0:01 - This opening titles always gives me the creeps looking at it for obvious reasons. So uncomfortable for the first ten seconds or so.
All I could think of when they took the camera through that high interior floor of the WTC was all the people that died there, and how they might’ve died. So very sad. One minute they’re sitting there working, starting just another work day, and the next minute they’re all dying, screaming, crying, trying to call loved ones in a fiery blaze hot enough to melt steel.
Bob!
Hilarious how Dave was annoyed by the way "Kenny the Gardener" was stroking his guitar.
Isn't that Al Camoin from SNL?
Al's not in this.
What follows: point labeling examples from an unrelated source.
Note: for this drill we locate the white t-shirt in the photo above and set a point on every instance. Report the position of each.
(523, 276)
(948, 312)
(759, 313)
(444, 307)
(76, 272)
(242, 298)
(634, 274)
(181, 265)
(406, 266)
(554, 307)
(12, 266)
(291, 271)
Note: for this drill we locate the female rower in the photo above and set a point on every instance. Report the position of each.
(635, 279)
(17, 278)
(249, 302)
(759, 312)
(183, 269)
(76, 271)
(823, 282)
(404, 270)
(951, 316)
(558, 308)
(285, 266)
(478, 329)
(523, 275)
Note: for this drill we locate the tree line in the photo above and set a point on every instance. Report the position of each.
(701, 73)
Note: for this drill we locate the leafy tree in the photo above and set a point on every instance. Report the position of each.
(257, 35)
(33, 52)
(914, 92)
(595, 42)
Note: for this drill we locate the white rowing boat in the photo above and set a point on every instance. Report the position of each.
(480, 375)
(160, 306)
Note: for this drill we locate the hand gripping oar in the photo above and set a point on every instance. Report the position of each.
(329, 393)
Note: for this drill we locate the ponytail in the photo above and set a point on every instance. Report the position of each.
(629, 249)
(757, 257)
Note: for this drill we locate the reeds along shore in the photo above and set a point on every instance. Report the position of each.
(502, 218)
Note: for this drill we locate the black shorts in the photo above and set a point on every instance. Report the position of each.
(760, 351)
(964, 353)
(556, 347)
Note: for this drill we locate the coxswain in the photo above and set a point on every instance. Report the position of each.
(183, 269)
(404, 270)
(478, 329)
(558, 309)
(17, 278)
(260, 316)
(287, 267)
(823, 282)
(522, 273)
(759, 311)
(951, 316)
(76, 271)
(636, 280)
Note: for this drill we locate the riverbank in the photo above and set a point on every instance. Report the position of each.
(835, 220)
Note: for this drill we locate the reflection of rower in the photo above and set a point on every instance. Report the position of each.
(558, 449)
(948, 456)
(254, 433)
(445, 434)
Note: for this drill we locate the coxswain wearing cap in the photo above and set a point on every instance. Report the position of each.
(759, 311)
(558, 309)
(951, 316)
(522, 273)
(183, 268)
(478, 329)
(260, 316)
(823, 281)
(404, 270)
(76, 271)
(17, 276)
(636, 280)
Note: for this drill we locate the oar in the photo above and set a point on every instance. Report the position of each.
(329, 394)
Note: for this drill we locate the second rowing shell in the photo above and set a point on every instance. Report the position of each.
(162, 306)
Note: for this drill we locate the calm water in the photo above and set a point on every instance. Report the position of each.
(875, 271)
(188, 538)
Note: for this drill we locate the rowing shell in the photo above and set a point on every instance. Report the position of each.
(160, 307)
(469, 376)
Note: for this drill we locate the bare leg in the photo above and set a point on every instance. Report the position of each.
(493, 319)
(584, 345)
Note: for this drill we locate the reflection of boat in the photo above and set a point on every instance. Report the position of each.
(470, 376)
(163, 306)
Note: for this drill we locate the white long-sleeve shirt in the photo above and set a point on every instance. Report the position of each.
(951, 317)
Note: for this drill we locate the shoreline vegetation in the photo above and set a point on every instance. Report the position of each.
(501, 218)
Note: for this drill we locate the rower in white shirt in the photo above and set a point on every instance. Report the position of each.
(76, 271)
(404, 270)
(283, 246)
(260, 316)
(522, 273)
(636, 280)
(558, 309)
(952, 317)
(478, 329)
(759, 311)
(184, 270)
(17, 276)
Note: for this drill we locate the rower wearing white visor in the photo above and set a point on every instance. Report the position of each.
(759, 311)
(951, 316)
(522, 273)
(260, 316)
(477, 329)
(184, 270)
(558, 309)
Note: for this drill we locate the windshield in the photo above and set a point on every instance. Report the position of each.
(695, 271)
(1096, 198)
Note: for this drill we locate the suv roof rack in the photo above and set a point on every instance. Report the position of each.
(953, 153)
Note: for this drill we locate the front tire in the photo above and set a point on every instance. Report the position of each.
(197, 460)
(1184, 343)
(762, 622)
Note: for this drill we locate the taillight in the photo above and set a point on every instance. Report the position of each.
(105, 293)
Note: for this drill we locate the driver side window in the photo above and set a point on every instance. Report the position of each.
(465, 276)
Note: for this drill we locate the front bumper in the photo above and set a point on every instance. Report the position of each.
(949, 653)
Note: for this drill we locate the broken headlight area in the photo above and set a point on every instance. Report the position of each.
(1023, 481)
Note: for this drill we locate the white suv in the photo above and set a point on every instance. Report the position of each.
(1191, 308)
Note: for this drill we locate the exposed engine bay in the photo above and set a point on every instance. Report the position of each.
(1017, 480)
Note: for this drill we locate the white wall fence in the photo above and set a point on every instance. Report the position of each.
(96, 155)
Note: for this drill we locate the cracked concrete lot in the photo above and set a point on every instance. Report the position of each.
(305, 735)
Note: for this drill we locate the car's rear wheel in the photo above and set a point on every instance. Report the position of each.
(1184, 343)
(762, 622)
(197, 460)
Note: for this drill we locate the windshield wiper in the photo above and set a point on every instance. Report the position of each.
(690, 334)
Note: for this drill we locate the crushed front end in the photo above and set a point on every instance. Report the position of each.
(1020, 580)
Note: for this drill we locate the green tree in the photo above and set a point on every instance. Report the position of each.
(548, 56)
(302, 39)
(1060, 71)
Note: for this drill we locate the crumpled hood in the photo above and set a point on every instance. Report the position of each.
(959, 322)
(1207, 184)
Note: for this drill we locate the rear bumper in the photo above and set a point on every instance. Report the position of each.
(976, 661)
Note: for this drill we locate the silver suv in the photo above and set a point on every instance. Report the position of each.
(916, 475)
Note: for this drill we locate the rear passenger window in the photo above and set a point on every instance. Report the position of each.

He retired in '86. I believe the guy on the mini-crane is John Pinto, the man who replaced Al at SNL. A whole lot of cameramen worked on both Letterman and SNL at different times, including Peter, Eric, Carl, Barry, and Bailey.
It's March 1st but how is Dave talking about the Olympics before the summer?
Back then (1988) they had the Summer and Winter Games in the same year. Calgary 1988.
Yeah, this show is literally the day after the closing ceremonies of the 1988 winter olympics. This was the 2nd to last year of Summer and Winter being in the same year.
And 1988 would be the first year that NBC would air the Summer Olympics. It wasn't until 2002 that NBC got the Olympic contract to air both the Summer and Winter Games.
I want Paul's synth!
We have 13 cameras! Oh My God!!!!!!!!!!!!
So we start off by apparently passing through the World Trade Center. What innocent times.
I miss the GoGos & Belinda Carlisle
The big blues ones look like RCA TK-47's with plumbicons.
Sorry for the premature post, now watching the clip and at 12:30 Dave states the obvious to anyone that worked in oldschool TV broadcast production, will watch the rest of the clip but I don't think he'll call out the Vinten pneumatic pedestals by name, you had to fill them to a specific PSI with an air compressor to counter balance the weight of camera (200lbs with lens), but they were so smooth for any type of moves.
It's quite amazing to see in just 30 years the technological advances, yet the quality is subjective...
In 1980-something I remember seeing how stunning a properly adjusted CRT monitor looked at only 646x480 pixels (3-wire analog component, no digital compression schemes at that time). RUclips videos look like crap compared to the mid 80's video that I mention above, despite claiming to be so much higher in resolution.
On the computer side my SGI reality engine workstation had 10 Gigaflops of performance in the 90's (size of a small fridge at $250, 000) and now a $150 Oculus Go has 500 Gigaflops in a chip the size of my thumbnail. I wonder what the next 30 years will hold...
Don, thank you so, so much for somehow grabbing old tapes, digitizing them and uploading. It's amazing that the multi-billion dollar corporation(s) that own NBC and CBS have such little interest in archiving the content that you have archived and presented in such a cohesive format for fans.
@@inversemedia I was born in 95 and grew up using LCDs, but I know what you mean about how stunning 480i can look on a calibrated CRT monitor. Those displays are the absolute best way to play retro games.
One day I hope to get a Sony BVM 20L5
Yep.
I was going back through old clips to try to determine when the show switched from TK-44s to 47s.
In around 1984, an audience member got to use a TK-44.
The show seemed to "brighten up" sometime in '85 with some set changes and noticably sharper and brighter video. You can see the 44s had a lot more and longer lasting red-streaking, especially on Paul's shiny gooseneck mic stand. Later shows, possibly with the 47s, seemed to have just a short lasting minor red flare on very shiny objects.
WATCHED 3/19/21
I read your comment on 1/1/23.
Nice to hear some live performances without autotune or other things to polish the pitch. This song her range is so low? Why are you singing down there? Lol.
34:40--I Get Weak
All these jokes about GE rings differently now
Kenny the Gardner does look a lot like Roy Orbison
"Kenny" (Calvert) was 15 years older than Roy.
I love this concept, but that Larry "Bud" Melman segment was hard to watch.
As were most LBM segments.
Duct tape sighted 4:45
I think Belinda was getting into the multi cam deal 37:20
Should have skipped 13 and called it 14.
They didn't suffer from triskaidekaphobia.